Add Ingress TCP rule to the Security Group in the Arbutus UI and open the 9000 port on the server:
sudo ufw allow 9000
We are going to use webhook. Install webhook:
sudo apt-get install webhook
# test
/usr/bin/webhook --version
# webhook version 2.8.0
Create the following script named update.sh
in the home directory (touch update.sh
):
#! /bin/sh
## pull existing images
docker images |grep -v REPOSITORY|awk '{print $1":"$2}'|xargs -L1 docker pull
## pick up changes
docker-compose up -d
## prune dangling images
docker system prune -f
Create the following script named deploy.sh
in the home directory (touch deploy.sh
):
#! /bin/sh
# get latest from master
wget -O /root/master.zip https://github.com/PredictiveEcology/WesternBorealInitiative/archive/refs/heads/master.zip
# unzip into newcontent folder
unzip /root/master.zip -d /root/newcontent
# clean up at source
rm -f /root/newcontent/WesternBorealInitiative-master/docs/CNAME
# clean up assets folders at destination
rm -rf /media/data/content/images/*
rm -rf /media/data/content/site_libs/*
rm -rf /media/data/content/*.html
# copy files over to their destination
cp -a /root/newcontent/WesternBorealInitiative-master/docs/. /media/data/content/
# clean up
rm -rf /root/newcontent
rm -f /root/master.zip
Make the files executable: sudo chmod +x update.sh
and sudo chmod +x deploy.sh
Create another file named hooks.json
(touch hooks.json
).
We will add a hook with a secret key in a GET query.
Go to the Settings tab of the GitHub project, find 'Secrets and variables' and select 'Actions'.
Click the green 'New repository secret' button and enter the name WEBHOOK_SECRET
and the secret value, e.g. sdf6074rhfskdc8
[
{
"id": "update",
"execute-command": "/root/update.sh",
"response-message": "Updating images",
"trigger-rule":
{
"match":
{
"type": "value",
"value": "sdf6074rhfskdc8",
"parameter":
{
"source": "url",
"name": "token"
}
}
}
},
{
"id": "deploy",
"execute-command": "/root/deploy.sh",
"response-message": "Deploying content",
"trigger-rule":
{
"match":
{
"type": "value",
"value": "sdf6074rhfskdc8",
"parameter":
{
"source": "url",
"name": "token"
}
}
}
}
]
Now create the webhook.service
file with the daemon settings via systemctl
: sudo touch /etc/systemd/system/webhook.service
. Use the following content:
[Unit]
Description=Webhooks
[Service]
Type=simple
ExecStart=/usr/bin/webhook -hooks /root/hooks.json -hotreload
Restart=on-failure
[Install]
WantedBy=multi-user.target
The option -hotreload
watches for changes in the hook.json
file and reloads them upon change.
Run a few commands with systemctl to start the service and see if it is up and running:
systemctl enable webhook.service
systemctl start webhook.service
service webhook status
Now you should be able to send a GET request.
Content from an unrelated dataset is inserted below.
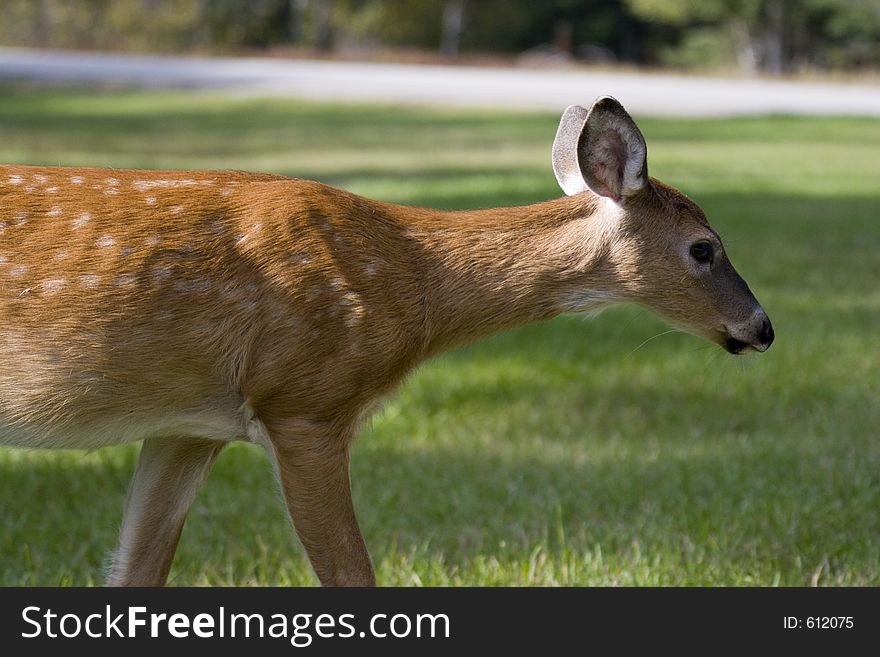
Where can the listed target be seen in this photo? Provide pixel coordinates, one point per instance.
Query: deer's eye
(702, 252)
If the token values is matched, the webhook will trigger:
curl -X GET "http://wbi.predictiveecology.org:9000/hooks/update?token=${{secrets.WEBHOOK_SECRET}}"
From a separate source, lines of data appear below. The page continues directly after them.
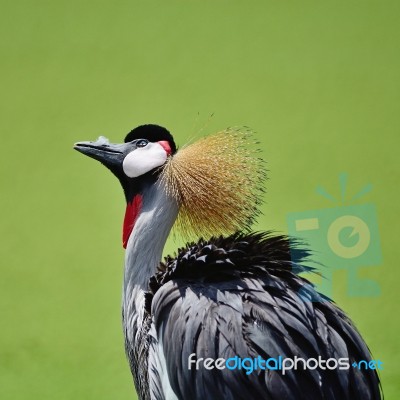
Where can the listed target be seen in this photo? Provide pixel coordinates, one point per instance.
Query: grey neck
(144, 252)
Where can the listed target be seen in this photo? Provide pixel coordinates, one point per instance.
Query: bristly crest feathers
(218, 182)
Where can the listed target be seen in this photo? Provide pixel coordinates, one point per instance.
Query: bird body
(236, 296)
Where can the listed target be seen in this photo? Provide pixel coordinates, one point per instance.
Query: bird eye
(142, 143)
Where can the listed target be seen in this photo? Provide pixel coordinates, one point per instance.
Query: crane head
(217, 180)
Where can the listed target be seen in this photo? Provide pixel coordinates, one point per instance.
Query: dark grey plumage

(this curl goes into the GitGub actions YAML file).
You can try curl -i -X GET "http://wbi.predictiveecology.org:9000/hooks/update"
without the token and see what you get:
HTTP/1.1 200 OK
Date: Thu, 05 Oct 2023 07:05:01 GMT
Content-Length: 30
Content-Type: text/plain; charset=utf-8
Hook rules were not satisfied.
If you use the token value, you get:
HTTP/1.1 200 OK
Date: Thu, 05 Oct 2023 07:06:12 GMT
Content-Length: 15
Content-Type: text/plain; charset=utf-8
Updating images
The following step in GitHub actions will do the trick: we need to add this after the docker image is pushed to the registry, so that the server can pull it.
- name: 'Trigger deploy webhook'
run: |
response=$(curl "http://wbi.predictiveecology.org:9000/hooks/deploy?token=${{secrets.WEBHOOK_SECRET}}")
echo $response
[[ $response == "Deploying content" ]] || { exit 1; }
Note: the docker compose update will make the services temporarily unavailable.